Les curieux se posent la question : comment se déroulent les séances du comité de rédaction d’Inflexions. Ils imaginent sans doute un lieu de considérations élevées dans un cadre feutré. Ce serait une sorte d’orchestre interprétant de la musique de chambre où tous s’accordent en harmonie. Ce n’est pas du tout cela ! Mais ce n’est pas pour autant un chaos indescriptible, un brouhaha inaudible. Si je devais poursuivre dans l’image musicale, le comité de rédaction ressemble à un orchestre de jazz. Pas l’une de ces formations minimalistes se limitant à deux ou trois musiciens, mais pas non plus un Big Band de la grande époque du swing. D’ailleurs, Inflexions, ce n’est pas de la variété, même s’il s’agit de Cab Calloway ou de Count Basie. Si je devais choisir, ce serait un orchestre de Be Bop : un quintet ou un octet. Le leader du groupe propose un thème et un développement. Il peut être classique, comme dans un morceau de Be Bop : seize mesures, structure binaire ABAB comme Now the Time. C’est le thème des numéros « Courage ! », « Violence totale » ou encore « Valeurs et vertus ». Ou bien il prend quelques risques, développement plus long en trente-deux mesures, une structure plus originale (ABCD) ou même un rythme complexe en 9/8 comme Blue Rondo à la Turk. Inflexions s’intéresse alors à « La nuit » ou à « L’échec ». Parfois, c’est encore plus exotique, de la musique modale par exemple, avec un thème dissonant, étrange, ou un mode lydien comme le fameux Blue in Green. On parle alors de sexe, d’humour ou de cinéma.

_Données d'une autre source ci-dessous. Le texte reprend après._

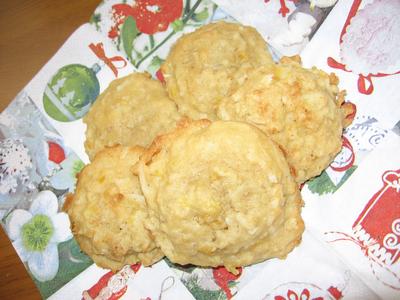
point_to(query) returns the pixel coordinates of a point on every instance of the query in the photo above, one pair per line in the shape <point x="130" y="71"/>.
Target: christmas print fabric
<point x="351" y="247"/>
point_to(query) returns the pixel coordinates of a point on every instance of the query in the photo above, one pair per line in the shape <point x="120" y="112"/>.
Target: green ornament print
<point x="70" y="92"/>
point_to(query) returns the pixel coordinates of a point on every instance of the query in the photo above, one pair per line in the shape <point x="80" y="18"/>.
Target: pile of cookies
<point x="205" y="167"/>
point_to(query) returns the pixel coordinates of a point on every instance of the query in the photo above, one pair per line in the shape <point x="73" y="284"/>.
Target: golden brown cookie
<point x="220" y="194"/>
<point x="300" y="109"/>
<point x="108" y="211"/>
<point x="209" y="63"/>
<point x="131" y="111"/>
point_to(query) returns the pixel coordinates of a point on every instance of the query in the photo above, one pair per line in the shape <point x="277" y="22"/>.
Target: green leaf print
<point x="200" y="293"/>
<point x="129" y="33"/>
<point x="72" y="262"/>
<point x="323" y="184"/>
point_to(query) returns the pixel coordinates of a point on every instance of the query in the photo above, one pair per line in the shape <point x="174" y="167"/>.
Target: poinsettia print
<point x="151" y="16"/>
<point x="145" y="29"/>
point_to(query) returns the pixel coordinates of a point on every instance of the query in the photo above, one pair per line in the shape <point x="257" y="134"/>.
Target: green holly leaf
<point x="201" y="16"/>
<point x="323" y="184"/>
<point x="129" y="32"/>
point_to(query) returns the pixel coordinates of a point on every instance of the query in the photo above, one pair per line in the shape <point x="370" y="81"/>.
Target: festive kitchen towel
<point x="351" y="246"/>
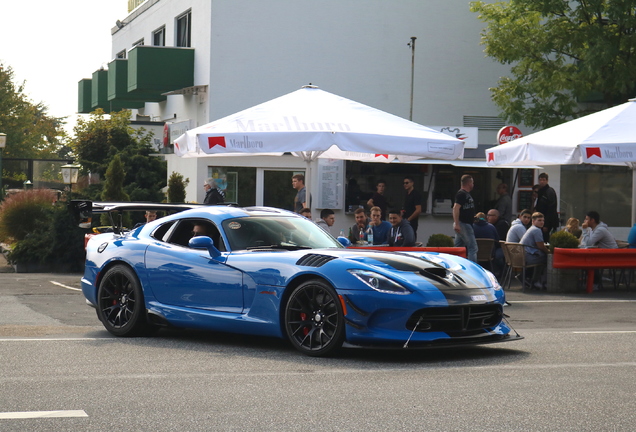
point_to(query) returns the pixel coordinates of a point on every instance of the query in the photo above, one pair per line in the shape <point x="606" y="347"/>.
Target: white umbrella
<point x="606" y="137"/>
<point x="312" y="120"/>
<point x="312" y="123"/>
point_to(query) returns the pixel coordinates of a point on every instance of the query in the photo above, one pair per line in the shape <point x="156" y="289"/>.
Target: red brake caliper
<point x="303" y="316"/>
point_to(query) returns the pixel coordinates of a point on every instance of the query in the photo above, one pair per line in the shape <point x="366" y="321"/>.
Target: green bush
<point x="440" y="240"/>
<point x="176" y="188"/>
<point x="21" y="212"/>
<point x="55" y="240"/>
<point x="563" y="239"/>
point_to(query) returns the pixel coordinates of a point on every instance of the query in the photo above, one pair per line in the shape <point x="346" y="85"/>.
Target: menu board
<point x="330" y="184"/>
<point x="524" y="200"/>
<point x="526" y="177"/>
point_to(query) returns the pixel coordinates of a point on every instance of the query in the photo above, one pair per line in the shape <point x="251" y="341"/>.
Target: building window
<point x="184" y="30"/>
<point x="159" y="37"/>
<point x="602" y="188"/>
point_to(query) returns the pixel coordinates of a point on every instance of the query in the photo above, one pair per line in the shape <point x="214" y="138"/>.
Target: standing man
<point x="535" y="248"/>
<point x="547" y="204"/>
<point x="596" y="234"/>
<point x="493" y="217"/>
<point x="412" y="204"/>
<point x="401" y="233"/>
<point x="504" y="203"/>
<point x="212" y="194"/>
<point x="327" y="219"/>
<point x="380" y="228"/>
<point x="300" y="201"/>
<point x="362" y="223"/>
<point x="463" y="217"/>
<point x="519" y="226"/>
<point x="378" y="199"/>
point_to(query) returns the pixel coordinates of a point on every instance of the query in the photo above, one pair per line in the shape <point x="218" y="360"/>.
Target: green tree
<point x="99" y="139"/>
<point x="562" y="53"/>
<point x="31" y="132"/>
<point x="114" y="184"/>
<point x="176" y="187"/>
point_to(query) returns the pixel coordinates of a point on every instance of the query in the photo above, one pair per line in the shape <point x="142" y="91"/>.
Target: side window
<point x="160" y="232"/>
<point x="184" y="231"/>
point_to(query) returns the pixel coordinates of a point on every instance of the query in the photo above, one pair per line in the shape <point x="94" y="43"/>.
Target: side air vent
<point x="314" y="260"/>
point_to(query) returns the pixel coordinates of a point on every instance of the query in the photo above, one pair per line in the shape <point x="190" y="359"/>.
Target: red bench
<point x="593" y="259"/>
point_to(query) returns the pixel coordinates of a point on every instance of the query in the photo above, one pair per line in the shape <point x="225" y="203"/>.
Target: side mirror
<point x="83" y="212"/>
<point x="344" y="241"/>
<point x="203" y="242"/>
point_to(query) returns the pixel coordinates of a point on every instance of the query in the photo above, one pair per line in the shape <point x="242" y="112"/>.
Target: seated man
<point x="519" y="226"/>
<point x="499" y="223"/>
<point x="401" y="233"/>
<point x="595" y="233"/>
<point x="361" y="225"/>
<point x="380" y="228"/>
<point x="327" y="219"/>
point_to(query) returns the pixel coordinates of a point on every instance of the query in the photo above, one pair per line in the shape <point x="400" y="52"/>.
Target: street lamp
<point x="3" y="143"/>
<point x="69" y="175"/>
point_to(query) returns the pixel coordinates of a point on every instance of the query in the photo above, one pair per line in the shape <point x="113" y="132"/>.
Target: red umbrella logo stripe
<point x="214" y="141"/>
<point x="593" y="151"/>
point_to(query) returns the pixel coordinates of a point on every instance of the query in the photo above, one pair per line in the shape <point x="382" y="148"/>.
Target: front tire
<point x="314" y="321"/>
<point x="120" y="303"/>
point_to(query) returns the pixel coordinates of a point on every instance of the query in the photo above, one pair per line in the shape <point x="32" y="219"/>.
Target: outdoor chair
<point x="516" y="252"/>
<point x="485" y="248"/>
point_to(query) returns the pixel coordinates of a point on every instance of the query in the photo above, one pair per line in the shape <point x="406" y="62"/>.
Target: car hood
<point x="420" y="270"/>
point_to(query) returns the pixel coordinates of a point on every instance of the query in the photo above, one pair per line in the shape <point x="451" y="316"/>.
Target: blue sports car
<point x="270" y="272"/>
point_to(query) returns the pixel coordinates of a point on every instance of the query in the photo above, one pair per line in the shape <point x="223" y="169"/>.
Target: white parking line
<point x="65" y="286"/>
<point x="52" y="339"/>
<point x="43" y="414"/>
<point x="606" y="332"/>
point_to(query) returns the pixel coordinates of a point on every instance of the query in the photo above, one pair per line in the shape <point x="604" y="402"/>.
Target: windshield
<point x="277" y="232"/>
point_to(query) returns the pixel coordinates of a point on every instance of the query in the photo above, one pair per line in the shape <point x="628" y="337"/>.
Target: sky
<point x="52" y="44"/>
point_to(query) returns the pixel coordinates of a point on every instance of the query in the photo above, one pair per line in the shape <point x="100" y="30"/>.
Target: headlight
<point x="493" y="280"/>
<point x="379" y="283"/>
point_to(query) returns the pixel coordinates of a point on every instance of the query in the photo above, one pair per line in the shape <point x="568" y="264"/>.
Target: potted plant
<point x="562" y="280"/>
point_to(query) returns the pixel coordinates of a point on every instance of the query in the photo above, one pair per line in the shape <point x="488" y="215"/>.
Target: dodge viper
<point x="265" y="271"/>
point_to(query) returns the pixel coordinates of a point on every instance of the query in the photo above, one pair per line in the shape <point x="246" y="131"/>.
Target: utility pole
<point x="412" y="45"/>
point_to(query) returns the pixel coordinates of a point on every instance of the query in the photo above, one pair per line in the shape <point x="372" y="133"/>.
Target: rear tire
<point x="120" y="303"/>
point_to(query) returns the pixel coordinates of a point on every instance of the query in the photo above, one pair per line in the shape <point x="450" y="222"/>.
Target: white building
<point x="188" y="62"/>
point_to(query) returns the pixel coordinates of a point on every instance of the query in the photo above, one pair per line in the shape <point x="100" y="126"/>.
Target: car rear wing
<point x="83" y="210"/>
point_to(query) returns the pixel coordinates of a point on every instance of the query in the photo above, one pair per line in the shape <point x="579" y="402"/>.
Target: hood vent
<point x="314" y="260"/>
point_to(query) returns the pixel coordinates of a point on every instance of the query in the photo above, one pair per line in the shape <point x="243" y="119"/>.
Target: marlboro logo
<point x="214" y="141"/>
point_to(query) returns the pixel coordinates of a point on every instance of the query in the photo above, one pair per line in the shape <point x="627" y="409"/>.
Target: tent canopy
<point x="605" y="137"/>
<point x="312" y="120"/>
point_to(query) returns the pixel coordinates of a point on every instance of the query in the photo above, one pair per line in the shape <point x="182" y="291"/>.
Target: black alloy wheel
<point x="314" y="320"/>
<point x="120" y="303"/>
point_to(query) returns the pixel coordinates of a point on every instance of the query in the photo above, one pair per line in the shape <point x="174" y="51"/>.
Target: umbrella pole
<point x="633" y="194"/>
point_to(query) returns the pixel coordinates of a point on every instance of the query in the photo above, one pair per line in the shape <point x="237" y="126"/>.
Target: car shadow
<point x="281" y="350"/>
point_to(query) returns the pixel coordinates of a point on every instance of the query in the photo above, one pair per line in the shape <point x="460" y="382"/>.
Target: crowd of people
<point x="532" y="227"/>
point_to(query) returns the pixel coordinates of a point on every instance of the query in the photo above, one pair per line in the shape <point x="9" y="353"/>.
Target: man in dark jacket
<point x="547" y="204"/>
<point x="213" y="195"/>
<point x="401" y="233"/>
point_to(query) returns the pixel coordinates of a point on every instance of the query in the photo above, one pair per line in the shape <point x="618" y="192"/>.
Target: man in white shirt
<point x="595" y="233"/>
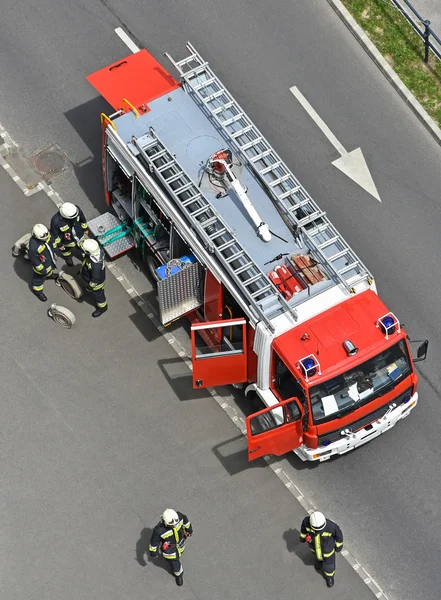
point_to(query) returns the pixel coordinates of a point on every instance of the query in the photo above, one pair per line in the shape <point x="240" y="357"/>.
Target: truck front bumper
<point x="350" y="440"/>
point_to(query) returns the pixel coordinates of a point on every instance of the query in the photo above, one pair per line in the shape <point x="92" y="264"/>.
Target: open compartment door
<point x="133" y="81"/>
<point x="219" y="352"/>
<point x="275" y="430"/>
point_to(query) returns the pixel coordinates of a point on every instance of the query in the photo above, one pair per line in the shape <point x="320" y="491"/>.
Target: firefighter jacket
<point x="170" y="540"/>
<point x="41" y="256"/>
<point x="68" y="232"/>
<point x="324" y="543"/>
<point x="93" y="271"/>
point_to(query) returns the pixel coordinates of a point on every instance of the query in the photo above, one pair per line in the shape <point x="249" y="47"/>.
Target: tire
<point x="61" y="315"/>
<point x="152" y="264"/>
<point x="70" y="285"/>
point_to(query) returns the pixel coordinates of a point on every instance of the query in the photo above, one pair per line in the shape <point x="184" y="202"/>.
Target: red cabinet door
<point x="219" y="352"/>
<point x="275" y="430"/>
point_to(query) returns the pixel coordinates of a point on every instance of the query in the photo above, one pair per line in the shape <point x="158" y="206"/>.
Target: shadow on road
<point x="179" y="378"/>
<point x="142" y="552"/>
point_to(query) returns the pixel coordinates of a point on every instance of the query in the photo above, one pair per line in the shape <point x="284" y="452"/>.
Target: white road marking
<point x="126" y="39"/>
<point x="352" y="164"/>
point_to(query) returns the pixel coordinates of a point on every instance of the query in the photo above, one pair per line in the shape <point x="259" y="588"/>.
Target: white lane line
<point x="318" y="120"/>
<point x="126" y="39"/>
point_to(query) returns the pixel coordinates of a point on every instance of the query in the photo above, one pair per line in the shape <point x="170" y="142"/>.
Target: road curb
<point x="225" y="403"/>
<point x="386" y="69"/>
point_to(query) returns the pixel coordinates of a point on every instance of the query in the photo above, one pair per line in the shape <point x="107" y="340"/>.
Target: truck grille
<point x="364" y="421"/>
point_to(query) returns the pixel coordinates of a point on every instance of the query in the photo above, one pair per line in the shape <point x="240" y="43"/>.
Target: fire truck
<point x="279" y="303"/>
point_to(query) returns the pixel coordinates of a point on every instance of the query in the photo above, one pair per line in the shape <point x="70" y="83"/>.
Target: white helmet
<point x="170" y="517"/>
<point x="40" y="232"/>
<point x="317" y="520"/>
<point x="69" y="210"/>
<point x="90" y="246"/>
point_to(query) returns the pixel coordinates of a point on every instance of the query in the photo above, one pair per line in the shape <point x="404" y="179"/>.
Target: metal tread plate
<point x="104" y="223"/>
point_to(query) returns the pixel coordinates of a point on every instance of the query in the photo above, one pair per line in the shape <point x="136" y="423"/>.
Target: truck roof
<point x="185" y="125"/>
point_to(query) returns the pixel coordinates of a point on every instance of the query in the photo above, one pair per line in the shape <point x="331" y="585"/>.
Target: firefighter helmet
<point x="317" y="520"/>
<point x="40" y="232"/>
<point x="69" y="210"/>
<point x="170" y="517"/>
<point x="90" y="246"/>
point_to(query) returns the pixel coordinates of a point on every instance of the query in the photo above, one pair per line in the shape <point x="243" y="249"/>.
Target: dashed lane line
<point x="225" y="403"/>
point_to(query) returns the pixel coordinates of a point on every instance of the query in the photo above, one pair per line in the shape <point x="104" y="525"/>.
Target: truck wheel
<point x="152" y="264"/>
<point x="69" y="285"/>
<point x="61" y="315"/>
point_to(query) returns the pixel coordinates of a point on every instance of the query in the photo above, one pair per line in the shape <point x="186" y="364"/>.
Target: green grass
<point x="403" y="49"/>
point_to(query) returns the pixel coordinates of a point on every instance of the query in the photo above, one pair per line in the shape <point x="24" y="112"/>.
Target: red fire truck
<point x="277" y="299"/>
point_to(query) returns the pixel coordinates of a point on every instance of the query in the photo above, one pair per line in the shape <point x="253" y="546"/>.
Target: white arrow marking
<point x="125" y="38"/>
<point x="353" y="163"/>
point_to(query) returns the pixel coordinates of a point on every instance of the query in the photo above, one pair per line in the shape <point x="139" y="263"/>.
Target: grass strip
<point x="403" y="49"/>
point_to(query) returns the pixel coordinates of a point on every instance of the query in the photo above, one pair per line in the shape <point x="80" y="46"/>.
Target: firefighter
<point x="68" y="227"/>
<point x="42" y="259"/>
<point x="169" y="537"/>
<point x="324" y="538"/>
<point x="93" y="271"/>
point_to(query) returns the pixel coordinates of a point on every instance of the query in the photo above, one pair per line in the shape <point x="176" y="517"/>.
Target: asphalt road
<point x="94" y="445"/>
<point x="386" y="493"/>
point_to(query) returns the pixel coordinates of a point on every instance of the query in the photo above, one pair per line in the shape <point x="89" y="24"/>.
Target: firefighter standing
<point x="93" y="271"/>
<point x="42" y="259"/>
<point x="68" y="227"/>
<point x="169" y="537"/>
<point x="324" y="538"/>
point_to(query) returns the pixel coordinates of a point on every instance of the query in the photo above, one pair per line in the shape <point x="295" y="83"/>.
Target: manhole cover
<point x="50" y="162"/>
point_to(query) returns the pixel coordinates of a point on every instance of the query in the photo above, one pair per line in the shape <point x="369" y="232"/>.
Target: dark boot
<point x="330" y="581"/>
<point x="99" y="311"/>
<point x="40" y="296"/>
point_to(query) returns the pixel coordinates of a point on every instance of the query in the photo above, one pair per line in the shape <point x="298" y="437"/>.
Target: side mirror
<point x="421" y="350"/>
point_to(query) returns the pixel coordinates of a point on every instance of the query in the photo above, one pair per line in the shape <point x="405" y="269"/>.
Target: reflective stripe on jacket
<point x="171" y="540"/>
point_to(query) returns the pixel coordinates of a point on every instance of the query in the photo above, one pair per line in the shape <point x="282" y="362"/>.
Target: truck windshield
<point x="346" y="392"/>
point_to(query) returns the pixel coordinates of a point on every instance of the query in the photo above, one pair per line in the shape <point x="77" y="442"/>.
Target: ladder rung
<point x="174" y="177"/>
<point x="235" y="256"/>
<point x="310" y="218"/>
<point x="258" y="157"/>
<point x="205" y="83"/>
<point x="184" y="188"/>
<point x="243" y="131"/>
<point x="337" y="255"/>
<point x="290" y="192"/>
<point x="279" y="180"/>
<point x="218" y="233"/>
<point x="270" y="168"/>
<point x="234" y="119"/>
<point x="253" y="279"/>
<point x="261" y="291"/>
<point x="154" y="157"/>
<point x="244" y="268"/>
<point x="191" y="200"/>
<point x="166" y="166"/>
<point x="349" y="267"/>
<point x="213" y="96"/>
<point x="225" y="106"/>
<point x="249" y="145"/>
<point x="227" y="245"/>
<point x="185" y="61"/>
<point x="194" y="70"/>
<point x="328" y="242"/>
<point x="208" y="222"/>
<point x="201" y="210"/>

Comme dans tout beau morceau de jazz, après l’exposition du thème, place au chorus, à l’improvisation. Chaque instrument peut prendre seize, trente-deux, soixante-quatre voire cent vingt-huit mesures. Improviser, ce n’est pas faire n’importe quoi ! À l’exception du free jazz, le musicien utilise le thème et la progression harmonique. Si c’est de la musique modale, il explore le mode comme le fait Bill Evans dans Peace Piece. Parfois, à l’instar de John Coltrane, il joue out, c’est-à-dire en dehors du thème, de l’harmonie. C’est exactement la même chose au sein du comité de rédaction. Chacun s’empare du thème et le développe à partir de ses compétences, de son expérience. Il peut aussi explorer les marges et aller dans les limites ou même être out. Mais comme dans le jazz, où chaque instrumentiste doit s’écouter et savoir passer la main à un autre (pour les connaisseurs : les deux notes finales de chaque chorus dans Milestones), à Inflexions chacun s’écoute et les hiérarchies s’effacent. Il n’y a pas d’instrument plus noble que les autres ; chacun, quels que soient son arme, son grade, sa qualité, qu’il soit civil ou militaire, est invité à prendre un chorus, parfois plusieurs ou pas. On y pratique avec gourmandise l’art de l’improvisation ou plutôt de la disputatio.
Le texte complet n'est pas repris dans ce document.